American artist (born 1973)

Matt Connors (born 1973, Chicago) is an artist working predominantly in abstract painting. He lives and works between New York and Los Angeles. His work is represented by Xavier Hufkens in Brussels, Herald St. in London, and Ortuzar Projects in New York.

==Background==
Matt Connors studied Fine Art at Bennington College before completing his MFA at Yale University School of Art in New Haven, graduating in 2006. His work draws upon the history of painting and processes, particularly minimalism and abstraction, but is also influenced by design, poetry, writing and music. In 2012, Connors published the award-winning book A Bell is a Cup and in 2015 he was a resident at the [Chinati Foundation], Marfa, Texas.
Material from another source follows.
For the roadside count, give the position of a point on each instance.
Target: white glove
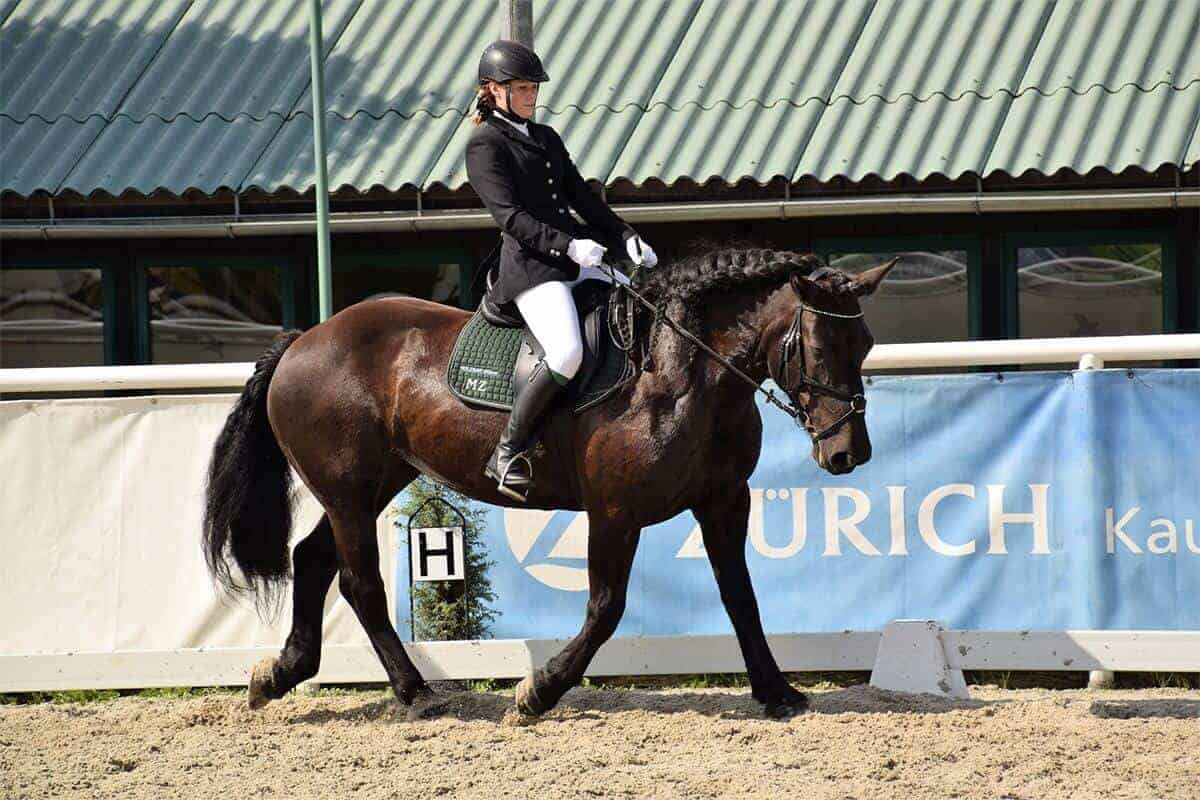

In 2024 Connors was awarded the Rome Prize in Visual Arts at the American Academy in Rome.

==Exhibitions==
Connors' work has been exhibited at MoMA PS1, New York, L'Almanach - Le Consortium - Dijon, Kunsmuseum Bonn, Kunsthalle Düsseldorf, the Walker Art Center, Minneapolis, Xavier Hufkens, The Modern Institute, Glasgow and the Museum of Contemporary Art, Detroit.

==Collections==
His artwork is part of the public collections of the Museum of Modern Art, New York, the Hammer Museum, Los Angeles, the Walker Art Center, Minneapolis, the Dallas Museum of Art and the San Antonio Museum of Art in Texas.